Problem: Can't start car with key or auto start, Has full charge on battery: During the winter my big boots slightly hit the wire connection attached to the brake pedal. the last 2 times i had the problem of car not starting with key or remote. i would pull out connectors (they had come lose) and put a new connector on it. It just happen again and i didn't have any tools to work on so rigged it to work. It did for a day or two and my ADD kicked in and i forgot to put new connector on the brake "piggy clip". Yesterday it stopped again and i was in the worst possible spot - way out in the country nothing nearby. I tried to mickey mouse it in but broke the plastic brake "piggy clip". I couldn't leave the car where it was so tried everything including calling a authorized Clifford dealer. They had me try a combination of valet/key on/remote lock button combinations, None worked and when i realized that the "piggy clip" was so broken that i wasn't even gettting brake lights. I got a friend to tow me to a safe location. 

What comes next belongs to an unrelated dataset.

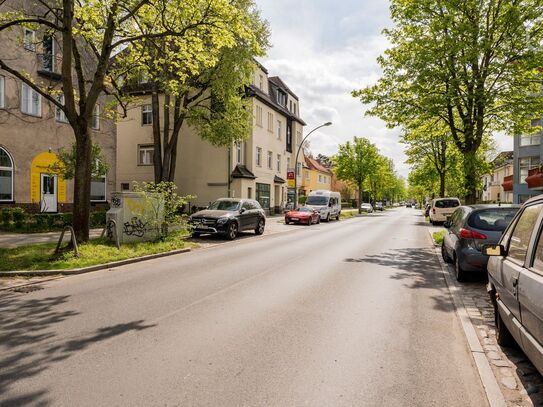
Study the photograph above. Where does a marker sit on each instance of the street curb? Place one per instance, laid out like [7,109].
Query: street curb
[493,392]
[69,272]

Since then have replaced brake safety switch, piggy clip and opened and made sure key in 555u was not lose, also checked every fuse inside and out. would blow a 20a when one of the wires from piggy clip hit metal. unhooked battery terminals for 45 minutes, added new wires for piggy clip, reversed wires for piggy clip. 
i have searched through the posts for about about 6 hours worth on this problem so far everyone relates to wiring new or repairing. Since i didn't change or adjust any wiring with the main system and this has happen twice before and it's always the clip on the brake peddle. i can't figure this out, before i start messing with the differents systems i have hooked up. I wanted to try and post. I think it has something to do with the combinations of valet/key on/remote lock. Somehow i think i locked the system down and it thinks it's being stolen or the kill switch isn't resetting. the company that installed everything is no longer around. I'm completly stumped and not sure what process or steps i could follow to see what problem is.


----------



## lcurle (Oct 5, 2008)

using a key is old school, I would look at getting that replaces with an bypass module as soon as you can. As far as the brake issue, there are times when the clips cut the wire if they are to tight and will cause the brakes not to light up when the brake is depressed. Being that the car will not start with the key tells me the clifford unit might be also wired up as a starter kill which would not allow the vehicle to start as well. best thing to do is take it in for a once over, or an upgrade to a more well known unit.


----------